Secondly, the visionary Jobs made Apple employees tremendously proud of their work. One of his best-known sayings came when, at a company retreat, he invited his staff to join him in “making a dent in the universe”. Not a small ambition, yet one that you could say has been realised by what is today the world’s most valuable company, whose products are found in the hands of millions of people the world over. How many public sector managers have such an ambition?
Thirdly, Steve Jobs created a design-driven organisation. That is, Apple’s very organisational DNA – management structure, development processes, IT infrastructure, work methods, production, logistics and marketing – are put together with the sole goal of ensuring that the customer has a fully integrated experience of Apple’s stores, products, packaging and services such as iTunes and App Store. A central concept in this context is that Apples chief designer, Jonathan Ive, reports directly to the CEO. This means that it is design that guides the business’s decisions; not technology, not the financials, not marketing. The design is, at the end of the day, what the customer experiences. As design and innovation guru Roberto Verganti – a great Jobs admirer – so precisely said, good design is “the creation of meaning”. Apple’s organisation is highly geared to creating a meaningful experience for the user. A magical and transformative experience.

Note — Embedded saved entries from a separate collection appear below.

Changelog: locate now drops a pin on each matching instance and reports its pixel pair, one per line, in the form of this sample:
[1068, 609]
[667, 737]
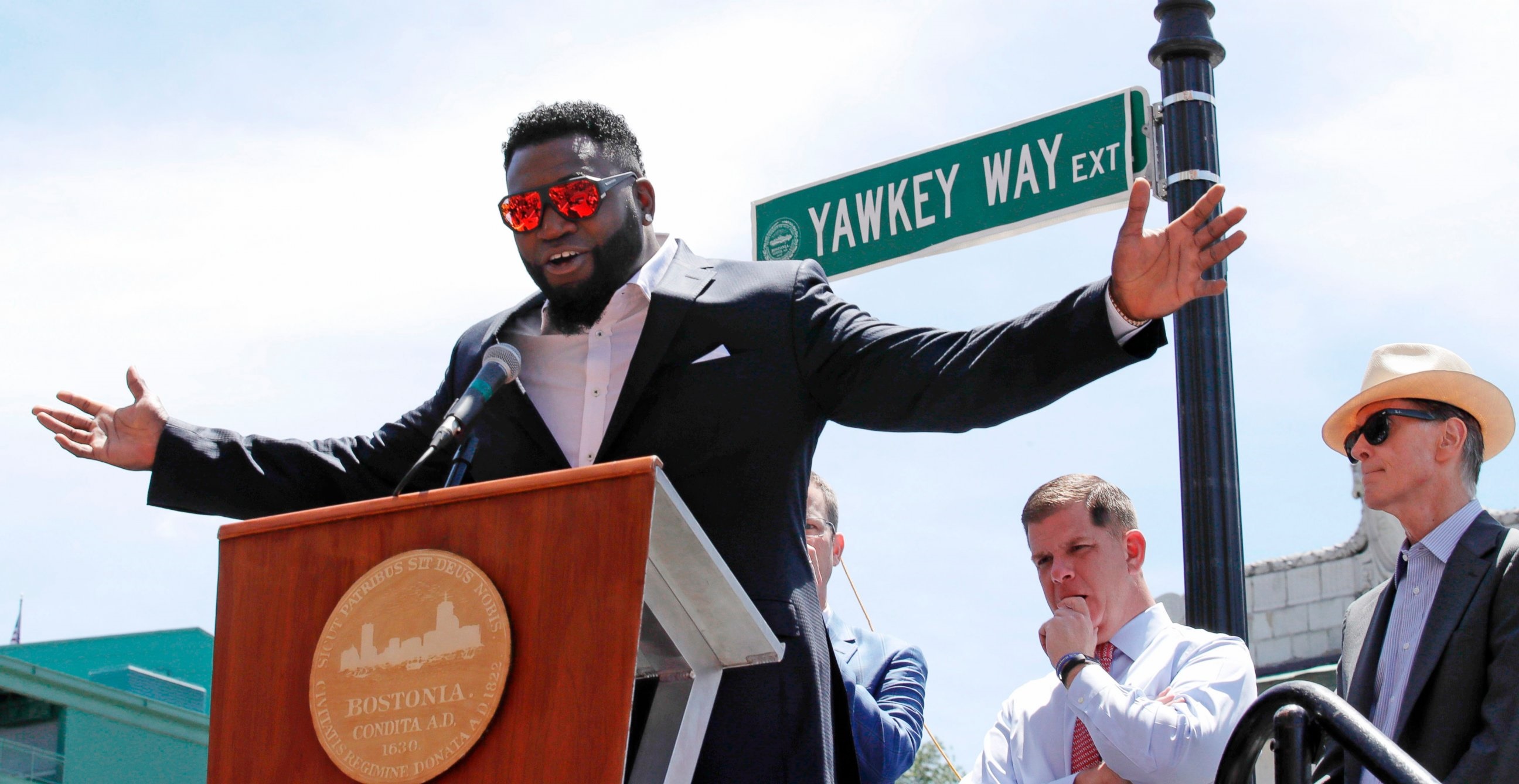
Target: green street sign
[1032, 173]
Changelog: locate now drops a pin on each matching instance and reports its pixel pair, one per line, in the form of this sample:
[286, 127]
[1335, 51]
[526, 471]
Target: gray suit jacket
[735, 437]
[1460, 716]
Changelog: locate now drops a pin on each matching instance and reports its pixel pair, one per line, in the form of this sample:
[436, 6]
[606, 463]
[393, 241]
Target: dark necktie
[1084, 754]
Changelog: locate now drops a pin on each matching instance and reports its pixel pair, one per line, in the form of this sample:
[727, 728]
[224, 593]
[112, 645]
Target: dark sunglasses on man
[575, 199]
[1380, 426]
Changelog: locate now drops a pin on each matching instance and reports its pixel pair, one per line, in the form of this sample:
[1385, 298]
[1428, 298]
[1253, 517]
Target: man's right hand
[125, 438]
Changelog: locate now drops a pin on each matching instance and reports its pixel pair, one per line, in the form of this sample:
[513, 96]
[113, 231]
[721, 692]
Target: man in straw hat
[1433, 654]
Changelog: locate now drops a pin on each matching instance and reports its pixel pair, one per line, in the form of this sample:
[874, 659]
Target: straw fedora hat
[1430, 373]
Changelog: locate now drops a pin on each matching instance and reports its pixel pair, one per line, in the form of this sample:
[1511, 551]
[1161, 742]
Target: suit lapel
[686, 278]
[514, 401]
[1457, 587]
[843, 640]
[1363, 681]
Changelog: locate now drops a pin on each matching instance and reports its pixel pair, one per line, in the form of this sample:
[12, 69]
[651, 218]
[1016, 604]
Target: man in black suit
[1431, 657]
[725, 370]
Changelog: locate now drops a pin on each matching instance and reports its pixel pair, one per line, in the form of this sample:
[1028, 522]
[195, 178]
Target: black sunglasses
[1378, 426]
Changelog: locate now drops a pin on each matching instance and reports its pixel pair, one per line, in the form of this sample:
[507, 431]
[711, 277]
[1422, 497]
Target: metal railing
[31, 763]
[1290, 713]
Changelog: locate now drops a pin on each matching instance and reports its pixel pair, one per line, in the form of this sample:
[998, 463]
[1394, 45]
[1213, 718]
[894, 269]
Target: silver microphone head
[506, 354]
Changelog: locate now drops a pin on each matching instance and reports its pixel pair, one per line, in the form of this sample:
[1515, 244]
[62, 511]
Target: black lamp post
[1187, 54]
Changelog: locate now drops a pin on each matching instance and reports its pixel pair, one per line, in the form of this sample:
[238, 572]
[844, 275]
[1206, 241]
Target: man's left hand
[1068, 631]
[1100, 774]
[1156, 272]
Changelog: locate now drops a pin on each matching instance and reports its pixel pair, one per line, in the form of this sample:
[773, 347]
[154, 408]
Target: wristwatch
[1070, 662]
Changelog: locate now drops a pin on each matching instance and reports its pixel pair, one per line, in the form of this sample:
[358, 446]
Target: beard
[576, 308]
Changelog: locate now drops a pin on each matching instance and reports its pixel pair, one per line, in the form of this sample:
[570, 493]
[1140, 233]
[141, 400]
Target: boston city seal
[411, 667]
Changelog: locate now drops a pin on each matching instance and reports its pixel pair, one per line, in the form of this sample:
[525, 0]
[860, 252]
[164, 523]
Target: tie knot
[1105, 655]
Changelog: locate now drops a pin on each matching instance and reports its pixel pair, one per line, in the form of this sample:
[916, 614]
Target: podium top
[464, 493]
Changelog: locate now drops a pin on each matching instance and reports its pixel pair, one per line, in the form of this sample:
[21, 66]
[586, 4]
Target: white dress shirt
[1416, 580]
[1138, 737]
[576, 379]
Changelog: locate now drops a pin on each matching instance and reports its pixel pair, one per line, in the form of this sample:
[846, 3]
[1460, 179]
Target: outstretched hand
[125, 438]
[1156, 272]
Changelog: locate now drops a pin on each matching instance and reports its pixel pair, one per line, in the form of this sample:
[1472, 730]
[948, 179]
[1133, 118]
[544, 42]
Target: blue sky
[247, 201]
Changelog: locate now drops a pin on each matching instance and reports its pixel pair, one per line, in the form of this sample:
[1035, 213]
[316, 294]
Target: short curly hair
[576, 117]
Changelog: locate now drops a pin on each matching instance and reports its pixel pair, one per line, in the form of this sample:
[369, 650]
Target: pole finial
[1186, 31]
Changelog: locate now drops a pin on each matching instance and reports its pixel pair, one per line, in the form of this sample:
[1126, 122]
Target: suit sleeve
[222, 473]
[1494, 754]
[889, 725]
[865, 373]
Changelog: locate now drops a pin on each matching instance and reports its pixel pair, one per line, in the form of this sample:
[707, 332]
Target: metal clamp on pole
[1193, 173]
[1188, 95]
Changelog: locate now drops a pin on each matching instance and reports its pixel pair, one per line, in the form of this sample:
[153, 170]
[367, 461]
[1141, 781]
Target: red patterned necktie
[1084, 754]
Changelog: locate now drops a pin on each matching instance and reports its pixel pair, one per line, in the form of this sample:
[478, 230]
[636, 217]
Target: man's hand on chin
[1100, 774]
[1068, 631]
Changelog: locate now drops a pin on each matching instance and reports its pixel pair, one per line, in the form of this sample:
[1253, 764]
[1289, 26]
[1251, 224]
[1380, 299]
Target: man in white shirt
[1133, 696]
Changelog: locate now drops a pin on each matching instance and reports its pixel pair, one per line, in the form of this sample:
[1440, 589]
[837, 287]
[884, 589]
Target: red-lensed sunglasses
[575, 199]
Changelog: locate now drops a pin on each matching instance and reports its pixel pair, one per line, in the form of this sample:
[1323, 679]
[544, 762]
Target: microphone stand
[462, 458]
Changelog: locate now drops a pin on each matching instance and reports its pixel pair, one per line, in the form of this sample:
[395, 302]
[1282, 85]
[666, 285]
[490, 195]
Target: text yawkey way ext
[1021, 177]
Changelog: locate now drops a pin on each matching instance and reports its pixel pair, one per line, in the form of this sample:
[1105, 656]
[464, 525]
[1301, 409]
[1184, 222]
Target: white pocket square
[717, 353]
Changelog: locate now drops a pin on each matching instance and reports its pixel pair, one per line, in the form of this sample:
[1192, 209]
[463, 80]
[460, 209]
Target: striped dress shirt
[1415, 584]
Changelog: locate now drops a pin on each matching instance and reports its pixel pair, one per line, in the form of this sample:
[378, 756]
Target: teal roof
[183, 654]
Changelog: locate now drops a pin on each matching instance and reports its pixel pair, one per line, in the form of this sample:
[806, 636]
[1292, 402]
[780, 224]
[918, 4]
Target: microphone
[500, 367]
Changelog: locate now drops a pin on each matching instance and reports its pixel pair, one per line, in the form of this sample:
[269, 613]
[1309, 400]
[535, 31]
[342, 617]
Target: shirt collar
[1446, 536]
[646, 280]
[1141, 631]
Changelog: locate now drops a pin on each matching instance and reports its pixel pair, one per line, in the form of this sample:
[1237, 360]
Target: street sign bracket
[1158, 151]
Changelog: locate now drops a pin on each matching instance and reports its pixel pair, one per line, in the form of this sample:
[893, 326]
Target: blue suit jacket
[884, 678]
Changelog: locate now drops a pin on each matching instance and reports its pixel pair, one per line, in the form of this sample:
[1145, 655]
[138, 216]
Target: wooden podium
[605, 577]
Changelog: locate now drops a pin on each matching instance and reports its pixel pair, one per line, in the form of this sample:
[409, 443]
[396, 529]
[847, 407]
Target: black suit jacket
[735, 435]
[1460, 715]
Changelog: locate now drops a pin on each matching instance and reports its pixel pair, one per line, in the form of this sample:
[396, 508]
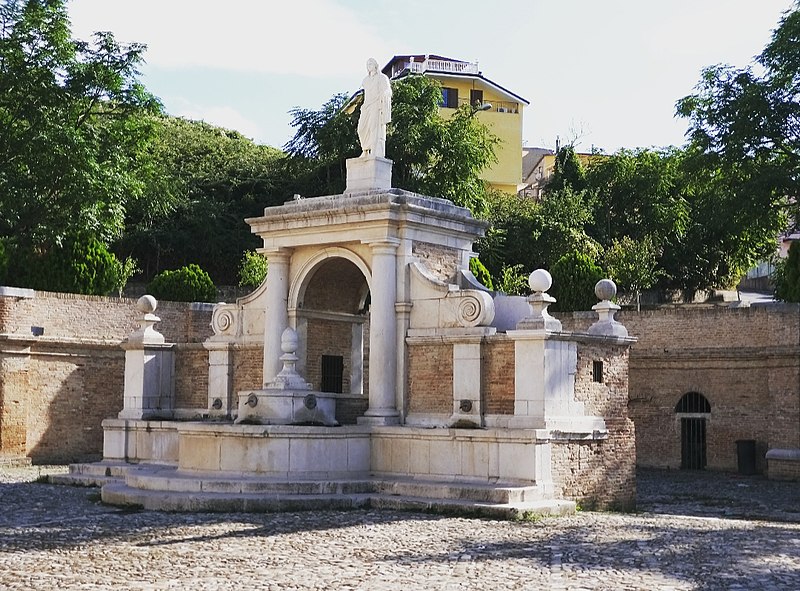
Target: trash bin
[746, 456]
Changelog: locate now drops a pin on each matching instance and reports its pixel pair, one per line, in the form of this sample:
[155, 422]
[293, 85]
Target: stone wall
[441, 262]
[497, 374]
[744, 361]
[600, 474]
[56, 388]
[248, 368]
[430, 377]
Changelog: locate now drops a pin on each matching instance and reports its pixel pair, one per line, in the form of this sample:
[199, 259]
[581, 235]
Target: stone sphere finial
[146, 304]
[540, 280]
[605, 289]
[289, 340]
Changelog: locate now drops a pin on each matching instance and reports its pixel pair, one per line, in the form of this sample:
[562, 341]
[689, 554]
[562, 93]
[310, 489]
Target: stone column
[220, 378]
[383, 336]
[149, 369]
[276, 317]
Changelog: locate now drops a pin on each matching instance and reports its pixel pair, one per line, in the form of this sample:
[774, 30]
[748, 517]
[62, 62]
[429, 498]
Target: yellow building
[501, 110]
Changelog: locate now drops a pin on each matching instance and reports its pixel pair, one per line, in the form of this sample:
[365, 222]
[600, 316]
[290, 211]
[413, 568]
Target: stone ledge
[784, 455]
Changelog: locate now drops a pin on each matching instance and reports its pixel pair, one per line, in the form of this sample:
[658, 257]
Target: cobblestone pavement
[693, 531]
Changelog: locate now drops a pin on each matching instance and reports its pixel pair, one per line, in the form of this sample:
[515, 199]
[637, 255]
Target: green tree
[481, 273]
[513, 280]
[633, 265]
[568, 171]
[71, 130]
[81, 264]
[432, 155]
[745, 147]
[638, 193]
[187, 284]
[252, 269]
[574, 277]
[787, 276]
[535, 234]
[205, 181]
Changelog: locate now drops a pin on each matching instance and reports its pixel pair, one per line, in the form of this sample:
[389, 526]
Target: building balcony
[497, 106]
[450, 67]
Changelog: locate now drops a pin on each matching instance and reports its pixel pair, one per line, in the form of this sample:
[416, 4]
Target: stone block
[368, 174]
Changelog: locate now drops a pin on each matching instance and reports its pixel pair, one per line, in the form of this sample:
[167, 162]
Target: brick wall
[65, 315]
[248, 368]
[744, 361]
[497, 374]
[71, 389]
[430, 378]
[56, 389]
[598, 474]
[328, 337]
[191, 376]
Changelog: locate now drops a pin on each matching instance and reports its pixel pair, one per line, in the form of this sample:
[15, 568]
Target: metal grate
[597, 372]
[332, 373]
[693, 443]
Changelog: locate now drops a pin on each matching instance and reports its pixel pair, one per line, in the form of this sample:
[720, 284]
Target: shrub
[187, 284]
[123, 272]
[3, 261]
[82, 264]
[787, 275]
[574, 277]
[481, 273]
[252, 269]
[513, 281]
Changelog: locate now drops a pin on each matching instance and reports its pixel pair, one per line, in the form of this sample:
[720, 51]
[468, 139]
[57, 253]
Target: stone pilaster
[276, 318]
[383, 336]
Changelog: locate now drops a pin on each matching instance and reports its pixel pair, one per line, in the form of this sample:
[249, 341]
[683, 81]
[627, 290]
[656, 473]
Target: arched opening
[333, 321]
[693, 409]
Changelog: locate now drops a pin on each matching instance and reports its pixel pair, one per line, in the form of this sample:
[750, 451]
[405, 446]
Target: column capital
[385, 246]
[276, 254]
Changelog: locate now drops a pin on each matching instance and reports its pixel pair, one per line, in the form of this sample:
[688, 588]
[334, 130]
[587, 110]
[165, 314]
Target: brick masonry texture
[191, 376]
[497, 375]
[430, 378]
[744, 361]
[600, 474]
[56, 389]
[248, 368]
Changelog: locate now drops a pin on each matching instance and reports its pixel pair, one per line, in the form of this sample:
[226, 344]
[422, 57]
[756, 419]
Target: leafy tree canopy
[432, 155]
[200, 184]
[71, 130]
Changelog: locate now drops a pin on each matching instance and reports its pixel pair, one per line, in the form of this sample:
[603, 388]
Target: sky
[603, 74]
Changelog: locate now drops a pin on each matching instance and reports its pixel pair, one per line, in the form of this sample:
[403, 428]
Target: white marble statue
[376, 111]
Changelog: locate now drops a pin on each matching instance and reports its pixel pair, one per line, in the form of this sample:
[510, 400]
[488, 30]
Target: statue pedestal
[368, 173]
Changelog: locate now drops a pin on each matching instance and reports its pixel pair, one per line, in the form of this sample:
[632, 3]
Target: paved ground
[693, 531]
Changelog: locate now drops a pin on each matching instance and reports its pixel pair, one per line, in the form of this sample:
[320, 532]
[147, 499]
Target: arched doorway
[332, 318]
[693, 410]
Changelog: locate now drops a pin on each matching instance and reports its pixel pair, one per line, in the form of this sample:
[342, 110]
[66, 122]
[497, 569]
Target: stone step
[518, 510]
[482, 492]
[123, 495]
[169, 479]
[94, 474]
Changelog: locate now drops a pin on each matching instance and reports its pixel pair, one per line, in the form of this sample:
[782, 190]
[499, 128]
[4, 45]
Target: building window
[693, 402]
[475, 97]
[597, 372]
[332, 374]
[449, 98]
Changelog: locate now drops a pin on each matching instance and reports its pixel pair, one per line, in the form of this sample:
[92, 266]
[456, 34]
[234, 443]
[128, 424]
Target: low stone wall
[61, 379]
[744, 361]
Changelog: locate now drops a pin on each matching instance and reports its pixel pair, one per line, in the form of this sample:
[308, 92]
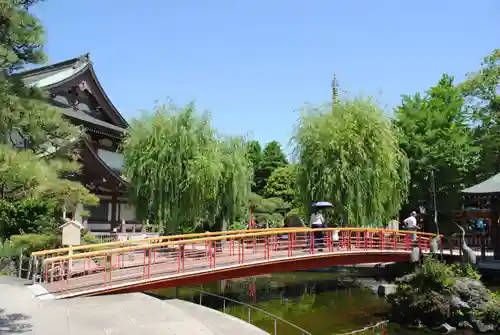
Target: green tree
[482, 100]
[350, 156]
[36, 172]
[272, 158]
[437, 139]
[254, 152]
[22, 38]
[269, 212]
[281, 183]
[181, 174]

Could a public service organisation hire a “head designer” to report directly to the chief executive? Might it have a chief executive who is personally, deeply engaged in every detail of the concrete service provision, in citizens’ experiences and in inspiring employees to do things they wouldn’t think possible?
Naturally, we in the public sector can never create as elegant and coherent solutions and experiences as does Apple, given the necessity to balance conflicting political requirements, considerations and pressures in a social and institutional world that is all too complex and unpredictable. Nonetheless, I believe we are duty-bound to try, especially since our “business” does not concern something as banal as electronic products, but rather the lives and welfare of people. In this, Steve Job’s insistence that we all deserve a better experience can serve as a pretty relevant guideline.